Issue: Mux upload fails

# Solution: Check API credentials
# Verify in .env.local:
MUX_TOKEN_ID=your_token_id
MUX_TOKEN_SECRET=your_token_secret

# Test with curl:
curl -X GET "https://api.mux.com/video/v1/assets" \
  -H "Authorization: Basic $(echo -n $MUX_TOKEN_ID:$MUX_TOKEN_SECRET | base64)"

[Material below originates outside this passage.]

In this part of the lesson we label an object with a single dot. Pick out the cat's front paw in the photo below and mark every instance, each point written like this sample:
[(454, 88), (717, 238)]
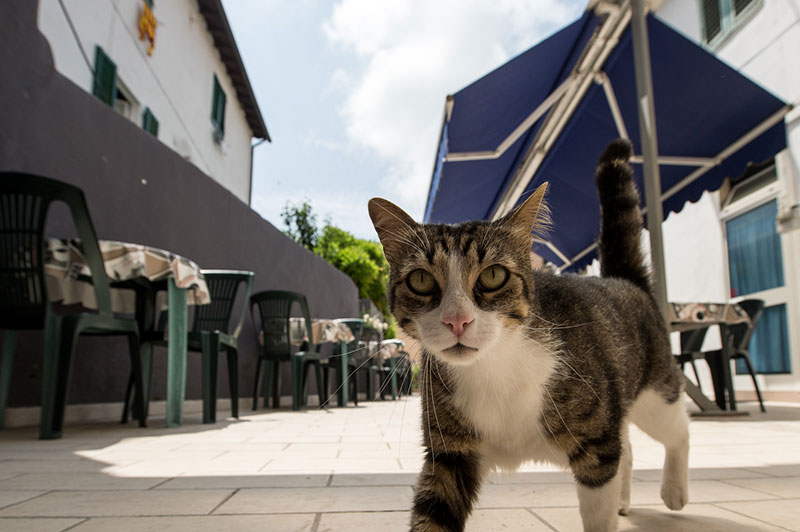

Issue: GPT-4V analysis fails

# Solution: Check OpenAI API key and credits
# Verify API key has GPT-4 Vision access
# Check usage limits and billing

# Test with curl:
curl -X POST "https://api.openai.com/v1/chat/completions" \
  -H "Authorization: Bearer $OPENAI_API_KEY" \
  -H "Content-Type: application/json" \
  -d '{"model": "gpt-4o", "messages": [{"role": "user", "content": "Hello"}]}'

Issue: Video generation stuck

# Solution: Check Wan API key and quota
# Verify Wavespeed API key is valid
# Check if you have remaining quota
# Monitor /api/generate/status/[id] endpoint

# Check API status:
curl -X GET "https://api.wavespeed.ai/api/v3/user/info" \
  -H "Authorization: Bearer $WAVESPEED_API_KEY"

Issue: FFmpeg not found

# Solution: Install FFmpeg
# macOS
brew install ffmpeg

# Ubuntu/Debian
sudo apt install ffmpeg

# Windows
# Download from https://ffmpeg.org/download.html
# Add to PATH environment variable

# Verify installation:
ffmpeg -version

Issue: Video stitching fails

# Solution: Check file permissions and disk space
# Ensure /tmp directory is writable
# Check available disk space
# Verify original video is accessible

# Debug commands:
ls -la tmp/
df -h
ffmpeg -i "input.mp4" -f null -

Issue: Mux Player not loading

# Solution: Check playback ID and network
# Verify playback ID is correct
# Check browser console for errors
# Ensure CORS is properly configured

# Test playback URL:
curl -I "https://stream.mux.com/PLAYBACK_ID.m3u8"

🎯 Use Cases

1. Content Creators

YouTube creators monetizing videos with seamless product placements
Course creators adding sponsor segments that don't disrupt learning
Podcast video editions with natural brand integrations
Tutorial creators showcasing tools within their content

2. Marketing Agencies

Client video campaigns with contextual product placements
Social media content with branded integrations
Influencer marketing videos with natural product showcases
Brand storytelling with seamless product integration

3. E-commerce

Product demo videos with related item advertisements
Tutorial videos with tool placements and affiliate links
Review videos with contextual product recommendations
Unboxing videos with complementary product suggestions

4. Streaming Platforms

VOD services with non-disruptive ad insertion
Educational platforms with sponsor integrations
Entertainment platforms with native advertising
Documentary content with contextual brand placements

5. Corporate Communications

Training videos with internal tool placements
Company presentations with product showcases
Webinar content with service integrations
Employee onboarding with brand immersion

🙏 Acknowledgments

Special thanks to:

Mux - For providing the amazing video infrastructure, AI workflows, and player
OpenAI - For GPT-4 Vision and GPT-4 APIs that power our analysis
Wavespeed - For Wan 2.5 API access
Vercel - For Next.js framework and deployment platform
shadcn - For the beautiful UI component library
Radix UI - For accessible component primitives
Tailwind CSS - For the utility-first CSS framework

Powered by Mux • OpenAI • Wan 2.5 • Next.js

🎉 Thank you for checking out Mux AI Ads Placement! 🎉

This project represents the future of video advertising - where technology serves creativity, and ads enhance rather than interrupt the viewing experience.